‘Whither Rural India?’ review: Farmers in rural India ground down by policies

A collection of essays offers valuable insights into the agriculture economy and how it is affecting the people

September 14, 2019 04:57 pm | Updated 04:57 pm IST

For some economists, research on economic issues is a social commitment. Prof. Venkatesh Athreya belongs to this class and his former students and co-researchers have written a festschrift, Whither Rural India?, in his honour, a collection on socio-economic issues. Prof. Athreya holds the view “that poverty (is) essentially the result and reflection of the socio-economic order and hence its eradication would call for much more than economic growth, and that some forms of growth would indeed generate and increase poverty.”

The ‘Role of Agriculture in the Process of Industrialisation’ by Judith Heyer of Oxford University offers valuable insights. It is based on a case study in Tamil Nadu, from Tiruppur-Coimbatore, and shows how “in villages closely linked to a dynamic local industrial economy, a slimmed down agriculture has been supporting significant numbers of people at standards of living very similar to those they would be able to achieve outside agriculture.” However, it also led to environmental damage as Noyyal river has been polluted. Goran Djurfeldt, a Swedish sociologist, who did many years of field work in Tiruchi, has a surprising conclusion that family-managed farms will survive. A contrary view is narrated in a couple of other chapters. U. Sankar bemoans how the “environment, third pillar of sustainable development, has played no role in the formulation of agricultural policies.” Prabhat Patnaik feels that proposals to augment agro supplies have concentrated on the “supply” side rather than the “demand” side and have resulted in burgeoning stocks in silos.

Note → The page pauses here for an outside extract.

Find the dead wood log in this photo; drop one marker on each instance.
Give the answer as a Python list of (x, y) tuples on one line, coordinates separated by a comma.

The analysis of “proletarianization of peasantry in India” by V.K. Ramachandran is incisive, if also disturbing. Loss of land by the peasantry and complete depeasantisation is widespread. As discussed in Djurfeldt’s paper, costs of cultivation have risen to such high levels that it makes it impossible for peasants to earn a livelihood without hiring. Mechanisation plays its role in driving labour out. The author goes on to elaborate how “the rural poor, particularly manual workers and poor and middle peasants, continue to be... the great reserve army of labour in India.”

Humanitarian account

The chapter on the plight of a Dalit caste in South India by Staffan Lindberg of the University of Lund, Sweden, is a moving humanitarian account. The author did field work 50 years ago and revisited Tiruppur and Palladam to find out their state today. It assesses, at great length, the conditions of Madharis or sakkiliyars engaged in leather making. His conclusion is rather grim: “From a subordinate but secure position as bonded labourers and leather workers with a guaranteed minimum of life necessities, they were more or less thrown on the garbage heap when modernization and mechanization came into agriculture.” Presently, even as there is a glimmer of improvement in their lives due to welfare schemes, education, PDS, etc., the feverish growth of the garment industry has created a new form of “bonded labour”. It is a new serfdom and, as he concludes, only migration to cities can make them free.

The chapter on agriculture credit and financial liberalisation makes two significant points: one is that agriculture credit in the 2000s moved away from production per se into post-production functions; the other that credit went to large-scale, commercial and capital intensive and export-oriented sections. The small farmer was not on their radar.

We are all familiar with the exploitation of India by the British Raj. Dr. Utsa Patnaik’s paper (‘Profit Inflation, Keynes and the Holocaust in Bengal, 1943-44’) is a searing account of the budgetary and monetary policy tools adopted by colonial rulers to systematically transfer funds from India. With statistical data and clinical analysis, she has established how the policy advice called “profit inflation” given by John Maynard Keynes to finance war efforts led to excessive prices, hoarding and to the famine in Bengal. This book is a valuable contribution to understanding the plight of the farmer. Prof. Athreya will be happy with the bouquet presented to him.

Whither Rural India? ; Edited by A. Narayanamoorthy & others, Tulika Books, ₹950.